Ah ah, non, même si j’aurais bien aimé. Mais du coup, comme ça, à chaud et pour finir l’interview, qu’en penses-tu ? comment perçois-tu ce potentiel futur concurrent de Leica, même si ce ne sont pas tout à fait les mêmes produits, la même histoire ni les mêmes tarifs ?

Je suis curieux, du coup. Mais je ne me sens pas en danger, au contraire, le fait que le Pixii soit à un boîtier télémétrique à capteur APS-C vient plus en complément de nos M qu’en concurrence, d’autant plus si les tarifs pratiqués sont inférieurs aux nôtres.

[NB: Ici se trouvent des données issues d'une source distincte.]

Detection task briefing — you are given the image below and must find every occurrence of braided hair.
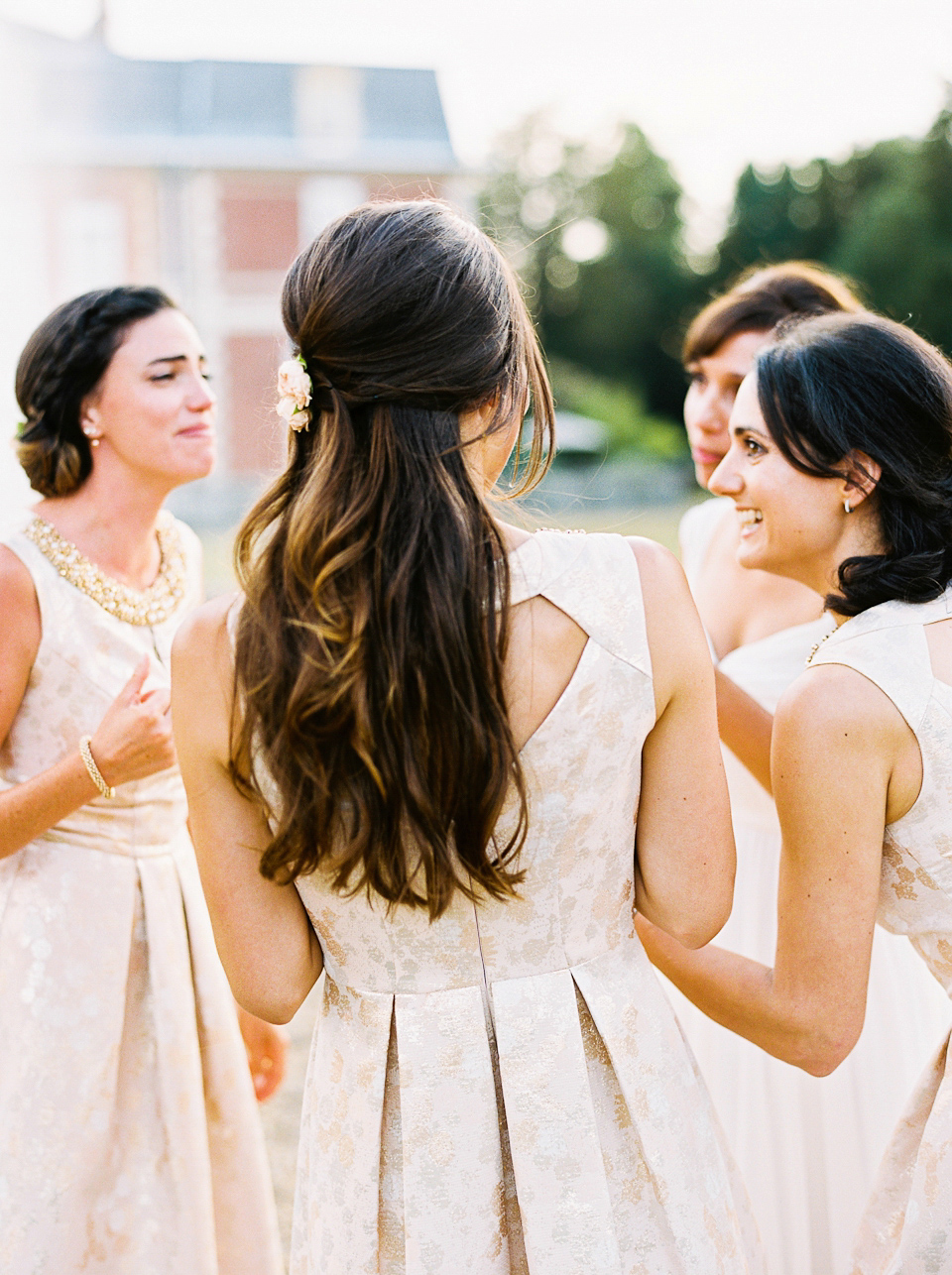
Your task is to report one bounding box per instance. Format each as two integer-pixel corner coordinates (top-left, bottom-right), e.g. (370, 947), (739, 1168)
(17, 287), (175, 496)
(755, 313), (952, 616)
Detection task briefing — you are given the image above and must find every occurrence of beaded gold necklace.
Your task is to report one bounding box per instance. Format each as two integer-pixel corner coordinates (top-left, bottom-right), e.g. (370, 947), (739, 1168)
(24, 513), (184, 626)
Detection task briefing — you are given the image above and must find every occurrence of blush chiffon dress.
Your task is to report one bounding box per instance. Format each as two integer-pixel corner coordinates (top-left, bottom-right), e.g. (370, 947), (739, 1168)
(667, 499), (952, 1275)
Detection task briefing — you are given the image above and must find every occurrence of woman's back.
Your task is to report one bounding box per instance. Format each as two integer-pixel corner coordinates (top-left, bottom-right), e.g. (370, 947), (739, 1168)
(292, 531), (759, 1275)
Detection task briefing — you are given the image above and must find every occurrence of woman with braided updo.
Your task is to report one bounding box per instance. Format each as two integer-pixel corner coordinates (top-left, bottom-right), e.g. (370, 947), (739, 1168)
(172, 200), (763, 1275)
(0, 287), (285, 1275)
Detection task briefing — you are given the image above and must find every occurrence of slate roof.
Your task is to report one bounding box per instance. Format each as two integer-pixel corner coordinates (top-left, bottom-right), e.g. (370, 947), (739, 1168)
(4, 24), (457, 173)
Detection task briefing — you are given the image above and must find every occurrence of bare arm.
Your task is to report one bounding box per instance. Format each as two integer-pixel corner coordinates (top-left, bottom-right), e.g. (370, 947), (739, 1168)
(714, 668), (774, 793)
(631, 539), (734, 947)
(172, 599), (323, 1022)
(0, 545), (175, 858)
(639, 665), (896, 1075)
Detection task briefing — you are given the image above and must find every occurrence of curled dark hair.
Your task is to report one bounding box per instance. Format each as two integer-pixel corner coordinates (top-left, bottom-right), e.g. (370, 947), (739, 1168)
(680, 262), (863, 365)
(755, 313), (952, 616)
(17, 287), (174, 496)
(232, 200), (553, 917)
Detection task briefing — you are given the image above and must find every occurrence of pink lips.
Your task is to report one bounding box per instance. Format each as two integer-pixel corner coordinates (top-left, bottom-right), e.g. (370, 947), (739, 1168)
(691, 447), (724, 465)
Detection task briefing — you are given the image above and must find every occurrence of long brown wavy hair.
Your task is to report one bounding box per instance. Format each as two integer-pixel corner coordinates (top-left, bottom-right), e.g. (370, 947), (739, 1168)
(232, 200), (554, 918)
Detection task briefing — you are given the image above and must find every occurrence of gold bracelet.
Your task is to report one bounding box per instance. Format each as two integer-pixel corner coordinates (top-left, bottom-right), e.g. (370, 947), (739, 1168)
(79, 735), (116, 797)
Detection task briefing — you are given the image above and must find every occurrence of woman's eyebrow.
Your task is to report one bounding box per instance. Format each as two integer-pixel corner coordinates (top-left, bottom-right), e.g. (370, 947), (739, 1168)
(146, 355), (188, 367)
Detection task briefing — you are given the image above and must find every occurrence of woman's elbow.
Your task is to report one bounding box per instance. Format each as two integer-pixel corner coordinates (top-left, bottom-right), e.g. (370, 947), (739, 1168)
(667, 874), (734, 949)
(786, 1022), (863, 1076)
(232, 989), (307, 1028)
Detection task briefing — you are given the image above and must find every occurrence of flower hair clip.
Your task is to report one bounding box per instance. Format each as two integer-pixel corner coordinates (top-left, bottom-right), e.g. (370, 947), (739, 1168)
(278, 355), (313, 432)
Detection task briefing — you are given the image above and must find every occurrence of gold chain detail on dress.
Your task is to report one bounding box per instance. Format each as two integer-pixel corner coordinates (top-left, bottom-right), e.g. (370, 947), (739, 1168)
(24, 513), (184, 625)
(806, 629), (836, 668)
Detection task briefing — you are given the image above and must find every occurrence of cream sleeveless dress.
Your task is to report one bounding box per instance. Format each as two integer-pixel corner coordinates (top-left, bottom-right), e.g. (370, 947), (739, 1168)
(283, 531), (763, 1275)
(813, 588), (952, 1275)
(666, 500), (952, 1275)
(0, 514), (282, 1275)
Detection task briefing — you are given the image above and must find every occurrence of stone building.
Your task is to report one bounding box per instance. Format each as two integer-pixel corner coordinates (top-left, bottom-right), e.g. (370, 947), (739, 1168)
(5, 18), (469, 507)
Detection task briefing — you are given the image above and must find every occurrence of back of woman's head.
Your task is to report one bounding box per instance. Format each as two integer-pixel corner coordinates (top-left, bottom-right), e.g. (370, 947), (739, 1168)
(682, 262), (863, 366)
(756, 313), (952, 616)
(17, 287), (174, 496)
(233, 201), (553, 915)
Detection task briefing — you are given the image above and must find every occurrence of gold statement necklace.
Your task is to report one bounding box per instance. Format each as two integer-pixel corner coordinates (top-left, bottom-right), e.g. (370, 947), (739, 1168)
(24, 513), (184, 626)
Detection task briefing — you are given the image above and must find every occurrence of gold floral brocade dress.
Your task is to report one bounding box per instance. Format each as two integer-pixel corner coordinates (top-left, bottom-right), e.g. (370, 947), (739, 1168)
(285, 531), (763, 1275)
(0, 516), (282, 1275)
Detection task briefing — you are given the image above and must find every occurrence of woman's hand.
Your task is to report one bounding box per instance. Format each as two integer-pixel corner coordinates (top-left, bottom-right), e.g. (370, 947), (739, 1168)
(89, 655), (175, 785)
(236, 1002), (291, 1102)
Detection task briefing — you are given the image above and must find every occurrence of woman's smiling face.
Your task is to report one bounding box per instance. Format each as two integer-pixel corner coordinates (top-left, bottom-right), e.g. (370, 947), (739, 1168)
(710, 373), (846, 592)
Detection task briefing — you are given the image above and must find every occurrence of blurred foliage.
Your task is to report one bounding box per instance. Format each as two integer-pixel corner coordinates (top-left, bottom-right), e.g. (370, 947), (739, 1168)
(711, 106), (952, 352)
(480, 94), (952, 455)
(549, 358), (688, 460)
(480, 115), (702, 433)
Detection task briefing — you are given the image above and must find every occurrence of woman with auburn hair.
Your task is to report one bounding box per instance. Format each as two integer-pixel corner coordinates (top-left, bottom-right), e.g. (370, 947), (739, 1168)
(174, 201), (763, 1275)
(0, 287), (286, 1275)
(673, 262), (949, 1275)
(639, 313), (952, 1275)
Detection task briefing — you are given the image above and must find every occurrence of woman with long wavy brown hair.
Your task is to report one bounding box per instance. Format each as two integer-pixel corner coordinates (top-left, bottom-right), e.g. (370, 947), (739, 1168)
(174, 201), (763, 1275)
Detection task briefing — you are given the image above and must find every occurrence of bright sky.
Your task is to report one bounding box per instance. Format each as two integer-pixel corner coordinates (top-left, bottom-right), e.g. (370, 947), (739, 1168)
(0, 0), (952, 236)
(0, 0), (952, 505)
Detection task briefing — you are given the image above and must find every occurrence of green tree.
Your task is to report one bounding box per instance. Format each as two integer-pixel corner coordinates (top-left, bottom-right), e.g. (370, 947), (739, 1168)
(480, 116), (700, 419)
(709, 102), (952, 352)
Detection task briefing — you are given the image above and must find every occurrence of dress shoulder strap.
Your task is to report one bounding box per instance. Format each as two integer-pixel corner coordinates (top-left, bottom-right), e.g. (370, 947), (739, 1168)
(511, 531), (652, 677)
(810, 590), (952, 733)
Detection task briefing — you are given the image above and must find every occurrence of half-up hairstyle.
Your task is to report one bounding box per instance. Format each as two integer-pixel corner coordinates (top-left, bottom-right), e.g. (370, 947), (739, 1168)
(755, 313), (952, 616)
(17, 287), (175, 496)
(232, 200), (553, 917)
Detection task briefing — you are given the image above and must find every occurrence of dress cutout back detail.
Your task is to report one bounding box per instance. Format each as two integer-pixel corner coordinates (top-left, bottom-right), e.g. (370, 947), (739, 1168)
(292, 531), (763, 1275)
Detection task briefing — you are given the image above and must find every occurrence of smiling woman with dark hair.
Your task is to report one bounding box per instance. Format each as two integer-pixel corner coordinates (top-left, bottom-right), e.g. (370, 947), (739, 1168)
(673, 262), (948, 1275)
(0, 287), (285, 1275)
(639, 315), (952, 1275)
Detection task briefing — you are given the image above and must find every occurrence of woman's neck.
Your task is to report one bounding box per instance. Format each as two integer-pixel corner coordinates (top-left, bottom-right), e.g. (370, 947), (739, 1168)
(36, 473), (167, 589)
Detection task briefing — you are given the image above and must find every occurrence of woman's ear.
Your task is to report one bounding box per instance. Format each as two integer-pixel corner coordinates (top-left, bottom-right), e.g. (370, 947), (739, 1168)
(840, 451), (882, 510)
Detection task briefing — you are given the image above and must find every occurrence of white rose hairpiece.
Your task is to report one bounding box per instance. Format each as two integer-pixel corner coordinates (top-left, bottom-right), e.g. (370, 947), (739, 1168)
(278, 355), (313, 431)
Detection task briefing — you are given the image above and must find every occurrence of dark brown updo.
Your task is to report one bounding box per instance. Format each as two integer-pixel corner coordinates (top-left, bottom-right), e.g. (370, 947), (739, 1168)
(17, 287), (175, 496)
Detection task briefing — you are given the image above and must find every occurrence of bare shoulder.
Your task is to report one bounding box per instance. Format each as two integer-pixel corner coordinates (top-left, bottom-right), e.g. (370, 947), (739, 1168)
(172, 593), (240, 685)
(0, 544), (37, 605)
(0, 544), (41, 655)
(774, 664), (908, 748)
(627, 535), (714, 717)
(626, 535), (694, 612)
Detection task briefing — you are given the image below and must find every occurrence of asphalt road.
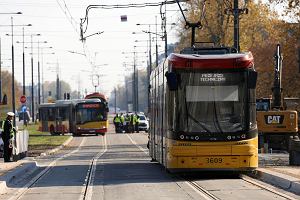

Plus de choix pour les photographes, ce ne peut qu’être positif ! De nouveau, ma philosophie est la suivante : nous pourrions dire que Canon, Nikon, Sigma sont des concurrents de Leica, mais je ne le vois pas comme ça. Je vois des marques qui proposent des produits, avec chacun un positionnement différent, même si certaines sont sur un même marché, et que toutes ces belles marques font des beaux produits. En tous cas, certains sont des beaux produits. Vis à vis de Pixii, je ne peux que me réjouir de voir arriver plus de beaux produits sur le marché, qui donnent envie à des consommateurs de plus investir dans l’univers photo et de développer leur côté photographe, leur côté artistique, en sortant des sentiers battus. On ne peut que s’en réjouir.

3 commentaires sur “[Salon de la photo 2018] En tête-à-tête avec Cyril Thomas, le nouveau capitaine à la barre de Leica France”

  1. J’aurai bien voulu avoir des détails sur le partenariat Huawei/Leica, qui selon moi, dénature l’aura de Leica.

    1. Je note la remarque ! Et, si cela peut rassurer, en interne, ce partenariat préoccupe également beaucoup (même si, dans l’immédiat, c’est plutôt Blackstone qui est le caillou dans la chaussette).

  2. Hello Bruno,
    Marrant, tu débutais avec un FZ18 quand j’étais moi aussi (et depuis début 2005), un grand fanatique du FZ20…. dont j’appréciais autant l’ouverture constante que la qualité de fabrication.
    Par la suite nous avons divergé, pour ma part en raison de l’accessibilité prix et de l’ergonomie des reflex Pentax, dont la compacité relative des optiques m’a toujours ravi.